This long simmering project has been in the works for years, but comes up on the big screen less a month to election day. This is a searing chronology showing Donald J. Trump’s ascension in business through his relationship, in particular, with Roy Cohn and details his first marriage to Ivana. There are two shocking scenes in this film. It’s the graphic spousal rape by Trump of Ivana during a blistering argument.The other scene we didn’t expect to see shows in bloody detail, double cosmetic surgeries of liposuction and hair restoration. Both portray Trump’s unquenchable vanity to look his narcissistic best.
The film follows Donald J. Trump’s his endless drive to become the real estate power house in New York to impress his Dad. Ali Abassi directs Sebastian Stan (A Different Man, Marvel’s Winter Soldier) playing the role, not as a comic impersonation (as seen nightly on multiple TV talk shows), but as a peek inside Trump’s mind with his drive to win at all costs. That included power, money and women. Stan’s make-up, hair, mouth shape, lisp, posture and lumbering walk were carefully calculated to let Stan disappear into the character.
The Iranian Danish Abbasi was on his way to Telluride for the premiere of his film Border, but almost didn’t make it when President Trump froze foreign travel in 2018. Fortunately, he made it, but there was more interest in Abbasi doing a Trump biopic, than in his new film. He rejected several scripts based on Trump until he saw what New York Magazine writer Gabriel Sherman (Roger Ailes’ biographer) came up with in a script focusing on Roy Cohn’s influence in the 1970’s and 80’s. The well-connected New York lawyer had a reputation second to none and this film shows how much Trump followed his lead. The way Cohn schools Trump and others is chilling.

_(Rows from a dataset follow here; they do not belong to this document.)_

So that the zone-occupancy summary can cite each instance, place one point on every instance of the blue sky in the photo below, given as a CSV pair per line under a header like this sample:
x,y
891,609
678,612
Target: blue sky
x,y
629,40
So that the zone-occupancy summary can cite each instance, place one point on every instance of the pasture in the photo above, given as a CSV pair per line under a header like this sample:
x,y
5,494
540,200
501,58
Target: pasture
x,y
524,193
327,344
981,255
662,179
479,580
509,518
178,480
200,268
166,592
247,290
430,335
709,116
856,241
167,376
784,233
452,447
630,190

Roy Cohn was reviled and hated as Joe McCarthy’s Wunderkid advisor during the Commie Witch Hunt Congressional hearings of the 1950’s. His decisive, denigrating, brash personality immediately resonated with the young Trump who immediately ingratiated himself by following Cohn’s essential rules: 1. Attack, attack, attack. 2. Admit nothing, deny everything. 3. No matter what, claim victory and never admit defeat. Trump learned well from Cohn how to build his real estate business from the bottom up. But their relationship changed when Donald didn’t think he needed Cohn anymore, and their relationship took on a sad turn when Cohn contracted AIDS. He died at 56, in the 1980’s.
Ivana (Maria Bakalova) plays a prominent role in Trump’s ascendancy. She first turned his head when she was trying to crash into the Club Trump and Cohn frequented. The Czech/American model and businesswoman played hard to get when he first saw her, but even though Donald professed his love, their marriage, like everything else, was transactional. The scene when Cohn with Trump presents her with an outrageously one-sided pre-nup contract shows her a better negotiator than her soon-to-be husband.

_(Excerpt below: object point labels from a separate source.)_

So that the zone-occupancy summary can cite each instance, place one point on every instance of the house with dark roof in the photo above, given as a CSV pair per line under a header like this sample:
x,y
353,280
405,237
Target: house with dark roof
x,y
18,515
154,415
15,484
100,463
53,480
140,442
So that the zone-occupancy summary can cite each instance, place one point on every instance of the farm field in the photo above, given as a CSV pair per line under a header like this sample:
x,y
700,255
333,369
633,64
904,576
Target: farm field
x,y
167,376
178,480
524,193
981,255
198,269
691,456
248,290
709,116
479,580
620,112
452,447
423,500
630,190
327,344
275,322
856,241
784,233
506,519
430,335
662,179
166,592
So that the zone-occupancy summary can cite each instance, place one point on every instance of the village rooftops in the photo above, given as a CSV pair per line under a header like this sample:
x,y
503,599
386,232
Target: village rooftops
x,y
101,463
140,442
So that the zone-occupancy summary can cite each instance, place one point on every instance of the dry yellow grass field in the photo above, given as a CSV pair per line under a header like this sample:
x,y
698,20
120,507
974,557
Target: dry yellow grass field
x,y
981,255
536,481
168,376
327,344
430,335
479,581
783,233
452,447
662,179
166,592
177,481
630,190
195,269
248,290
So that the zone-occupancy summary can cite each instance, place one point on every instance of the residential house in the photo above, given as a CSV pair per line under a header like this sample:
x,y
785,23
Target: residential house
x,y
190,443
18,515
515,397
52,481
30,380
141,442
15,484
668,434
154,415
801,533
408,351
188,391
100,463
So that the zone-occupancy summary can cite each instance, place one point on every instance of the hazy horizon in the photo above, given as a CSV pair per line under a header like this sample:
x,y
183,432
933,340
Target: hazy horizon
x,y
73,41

Donald’s family relationships were nothing to be proud of. He had little respect for father Fred Sr. (Martin Donovan) considering him “small time” and lacking vision. His father didn’t think Donald was smart enough and hated how much influence Cohn had over his son that could affect his own business.
The relationship with mother Mary Anne (Catherine McNally) was one of the very few built on love, although she saw through her son’s scheming when he tried to take control of the family business at the expense of the rest of the family. Donald and Fred Sr. looked down on his troubled older brother, Freddie (Charlie Carrick) for becoming an airline pilot denigrating him with the title, “bus driver with wings.”
The reptilian Cohn exposes his truly evil ways to Trump when he shows off the secret control center he uses to gather dirt on both allies and opponents. The incriminating intel he gathered was protection used to destroy anyone in his or Trump’s way. The film shows that Cohn deployed that information multiple times to help Trump get hotels and Trump Tower built.
Sebastian Stan, Jeremy Strong and Maria Makalova deliver intricate characterizations in Abbasi and Sherman’s fascinating version of Donald Trump’s opulent life in New York City. No wonder Trump and his legal team tried to keep this film out of theaters. Just one month to go before his third run for the Presidency. We don’t think this controversial film will change any minds, but it’s certainly a worth a view, no matter where you stand.